Граф и Семен выскакали из опушки и налево от себя увидали волка, который, мягко переваливаясь, тихим скоком подскакивал левее их к той самой опушке, у которой они стояли. Злобные собаки визгнули и, сорвавшись со свор, понеслись к волку мимо ног лошадей.
Волк приостановил бег, неловко, как больной жабой, повернул свою лобастую голову к собакам, и также мягко переваливаясь прыгнул раз, другой и, мотнув поленом (хвостом), скрылся в опушку. В ту же минуту из противоположной опушки с ревом, похожим на плач, растерянно выскочила одна, другая, третья гончая, и вся стая понеслась по полю, по тому самому месту, где пролез (пробежал) волк. Вслед за гончими расступились кусты орешника и показалась бурая, почерневшая от поту лошадь Данилы. На длинной спине ее комочком, валясь вперед, сидел Данила без шапки с седыми, встрепанными волосами над красным, потным лицом.
– Улюлюлю, улюлю!… – кричал он. Когда он увидал графа, в глазах его сверкнула молния.
– Ж… – крикнул он, грозясь поднятым арапником на графа.
– Про…ли волка то!… охотники! – И как бы не удостоивая сконфуженного, испуганного графа дальнейшим разговором, он со всей злобой, приготовленной на графа, ударил по ввалившимся мокрым бокам бурого мерина и понесся за гончими. Граф, как наказанный, стоял оглядываясь и стараясь улыбкой вызвать в Семене сожаление к своему положению. Но Семена уже не было: он, в объезд по кустам, заскакивал волка от засеки. С двух сторон также перескакивали зверя борзятники. Но волк пошел кустами и ни один охотник не перехватил его.

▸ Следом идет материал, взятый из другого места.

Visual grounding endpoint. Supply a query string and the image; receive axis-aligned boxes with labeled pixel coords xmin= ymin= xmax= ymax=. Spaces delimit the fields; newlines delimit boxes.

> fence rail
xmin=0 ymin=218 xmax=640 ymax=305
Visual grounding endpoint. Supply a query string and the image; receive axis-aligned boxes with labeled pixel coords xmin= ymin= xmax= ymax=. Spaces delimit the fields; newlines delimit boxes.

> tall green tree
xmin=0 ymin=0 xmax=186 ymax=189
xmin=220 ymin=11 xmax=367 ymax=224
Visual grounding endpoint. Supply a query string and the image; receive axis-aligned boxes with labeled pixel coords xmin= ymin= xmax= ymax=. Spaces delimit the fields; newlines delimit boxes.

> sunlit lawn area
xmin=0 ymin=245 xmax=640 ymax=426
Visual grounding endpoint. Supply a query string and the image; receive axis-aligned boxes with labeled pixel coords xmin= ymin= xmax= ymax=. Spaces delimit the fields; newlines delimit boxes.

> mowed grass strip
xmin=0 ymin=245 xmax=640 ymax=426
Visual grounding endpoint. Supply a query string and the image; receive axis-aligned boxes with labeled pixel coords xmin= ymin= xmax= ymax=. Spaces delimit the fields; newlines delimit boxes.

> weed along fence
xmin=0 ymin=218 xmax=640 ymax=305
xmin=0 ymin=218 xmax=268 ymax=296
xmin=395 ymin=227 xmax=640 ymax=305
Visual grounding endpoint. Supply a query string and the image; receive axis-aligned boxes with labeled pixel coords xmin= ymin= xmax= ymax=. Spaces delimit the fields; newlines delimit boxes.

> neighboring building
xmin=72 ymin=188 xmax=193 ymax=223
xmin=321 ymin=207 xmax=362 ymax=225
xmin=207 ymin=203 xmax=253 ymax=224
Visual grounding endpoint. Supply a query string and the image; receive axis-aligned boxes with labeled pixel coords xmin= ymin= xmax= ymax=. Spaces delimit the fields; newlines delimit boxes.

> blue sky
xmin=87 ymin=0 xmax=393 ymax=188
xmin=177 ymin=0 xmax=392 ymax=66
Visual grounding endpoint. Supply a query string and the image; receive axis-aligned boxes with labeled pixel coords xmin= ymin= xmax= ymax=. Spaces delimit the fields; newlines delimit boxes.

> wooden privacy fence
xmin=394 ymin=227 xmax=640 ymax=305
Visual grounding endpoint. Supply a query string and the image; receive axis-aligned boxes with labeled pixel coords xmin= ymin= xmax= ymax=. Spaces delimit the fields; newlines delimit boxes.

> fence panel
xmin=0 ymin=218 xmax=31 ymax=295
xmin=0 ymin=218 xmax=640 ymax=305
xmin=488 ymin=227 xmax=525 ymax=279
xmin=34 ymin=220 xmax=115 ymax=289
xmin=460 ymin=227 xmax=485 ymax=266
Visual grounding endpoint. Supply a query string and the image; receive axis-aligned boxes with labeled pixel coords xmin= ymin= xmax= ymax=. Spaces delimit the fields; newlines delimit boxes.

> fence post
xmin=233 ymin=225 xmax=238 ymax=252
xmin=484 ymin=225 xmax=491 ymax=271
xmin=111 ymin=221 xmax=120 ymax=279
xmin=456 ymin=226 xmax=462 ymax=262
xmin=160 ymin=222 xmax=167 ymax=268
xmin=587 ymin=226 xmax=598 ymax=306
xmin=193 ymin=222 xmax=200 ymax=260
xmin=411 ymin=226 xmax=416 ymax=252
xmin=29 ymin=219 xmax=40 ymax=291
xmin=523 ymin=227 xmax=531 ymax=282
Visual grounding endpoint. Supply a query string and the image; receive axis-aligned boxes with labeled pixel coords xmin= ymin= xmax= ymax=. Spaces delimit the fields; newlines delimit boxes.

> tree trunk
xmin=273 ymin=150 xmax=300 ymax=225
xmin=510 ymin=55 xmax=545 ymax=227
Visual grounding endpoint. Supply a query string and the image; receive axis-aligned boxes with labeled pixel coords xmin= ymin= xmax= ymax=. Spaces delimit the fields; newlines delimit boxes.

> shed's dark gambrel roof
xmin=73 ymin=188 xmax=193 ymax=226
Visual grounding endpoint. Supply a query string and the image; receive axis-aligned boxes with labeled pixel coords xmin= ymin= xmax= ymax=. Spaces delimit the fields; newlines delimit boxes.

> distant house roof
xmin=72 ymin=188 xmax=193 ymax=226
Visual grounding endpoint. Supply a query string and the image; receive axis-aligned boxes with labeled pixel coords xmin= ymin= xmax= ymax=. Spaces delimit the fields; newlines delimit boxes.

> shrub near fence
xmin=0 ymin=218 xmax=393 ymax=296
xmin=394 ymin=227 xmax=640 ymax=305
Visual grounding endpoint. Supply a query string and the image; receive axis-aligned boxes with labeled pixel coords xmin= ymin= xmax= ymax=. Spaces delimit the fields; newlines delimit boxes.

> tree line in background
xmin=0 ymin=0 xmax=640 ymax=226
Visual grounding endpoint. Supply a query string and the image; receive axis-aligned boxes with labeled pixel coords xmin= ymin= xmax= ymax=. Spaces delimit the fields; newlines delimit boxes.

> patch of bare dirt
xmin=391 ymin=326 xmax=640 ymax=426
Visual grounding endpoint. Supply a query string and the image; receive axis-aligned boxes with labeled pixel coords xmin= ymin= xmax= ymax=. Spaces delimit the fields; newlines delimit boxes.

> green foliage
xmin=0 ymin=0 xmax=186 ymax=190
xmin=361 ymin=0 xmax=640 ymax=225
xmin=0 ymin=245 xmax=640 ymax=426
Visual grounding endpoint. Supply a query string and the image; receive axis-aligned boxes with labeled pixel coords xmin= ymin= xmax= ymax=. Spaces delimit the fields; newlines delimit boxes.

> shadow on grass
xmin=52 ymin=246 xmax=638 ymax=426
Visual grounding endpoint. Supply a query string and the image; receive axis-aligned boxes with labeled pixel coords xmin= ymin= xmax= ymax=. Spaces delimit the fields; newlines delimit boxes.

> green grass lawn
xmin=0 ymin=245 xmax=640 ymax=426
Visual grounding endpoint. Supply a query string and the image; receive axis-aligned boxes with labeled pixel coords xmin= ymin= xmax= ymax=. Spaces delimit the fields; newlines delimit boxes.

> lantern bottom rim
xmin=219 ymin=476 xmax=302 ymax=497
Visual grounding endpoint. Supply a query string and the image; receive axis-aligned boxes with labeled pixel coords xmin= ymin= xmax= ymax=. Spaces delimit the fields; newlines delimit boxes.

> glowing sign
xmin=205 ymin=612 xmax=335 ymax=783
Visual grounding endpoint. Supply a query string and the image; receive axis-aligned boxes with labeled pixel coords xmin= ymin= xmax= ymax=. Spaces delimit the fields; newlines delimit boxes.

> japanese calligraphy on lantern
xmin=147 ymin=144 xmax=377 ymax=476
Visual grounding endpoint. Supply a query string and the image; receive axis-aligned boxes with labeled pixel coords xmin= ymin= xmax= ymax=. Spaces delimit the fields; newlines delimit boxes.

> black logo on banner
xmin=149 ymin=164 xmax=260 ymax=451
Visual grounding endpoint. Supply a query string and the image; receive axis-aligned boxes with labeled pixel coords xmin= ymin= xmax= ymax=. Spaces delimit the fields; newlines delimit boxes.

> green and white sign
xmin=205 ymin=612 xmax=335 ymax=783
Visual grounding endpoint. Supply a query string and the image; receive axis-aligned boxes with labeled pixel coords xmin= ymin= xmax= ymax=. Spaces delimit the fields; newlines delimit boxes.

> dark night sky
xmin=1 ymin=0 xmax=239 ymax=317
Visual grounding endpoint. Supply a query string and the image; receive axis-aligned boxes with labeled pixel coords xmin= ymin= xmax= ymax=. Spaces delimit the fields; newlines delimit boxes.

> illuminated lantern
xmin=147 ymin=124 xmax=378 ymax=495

Николай Ростов между тем стоял на своем месте, ожидая зверя. По приближению и отдалению гона, по звукам голосов известных ему собак, по приближению, отдалению и возвышению голосов доезжачих, он чувствовал то, что совершалось в острове. Он знал, что в острове были прибылые (молодые) и матерые (старые) волки; он знал, что гончие разбились на две стаи, что где нибудь травили, и что что нибудь случилось неблагополучное. Он всякую секунду на свою сторону ждал зверя. Он делал тысячи различных предположений о том, как и с какой стороны побежит зверь и как он будет травить его. Надежда сменялась отчаянием. Несколько раз он обращался к Богу с мольбою о том, чтобы волк вышел на него; он молился с тем страстным и совестливым чувством, с которым молятся люди в минуты сильного волнения, зависящего от ничтожной причины. «Ну, что Тебе стоит, говорил он Богу, – сделать это для меня! Знаю, что Ты велик, и что грех Тебя просить об этом; но ради Бога сделай, чтобы на меня вылез матерый, и чтобы Карай, на глазах „дядюшки“, который вон оттуда смотрит, влепился ему мертвой хваткой в горло». Тысячу раз в эти полчаса упорным, напряженным и беспокойным взглядом окидывал Ростов опушку лесов с двумя редкими дубами над осиновым подседом, и овраг с измытым краем, и шапку дядюшки, чуть видневшегося из за куста направо.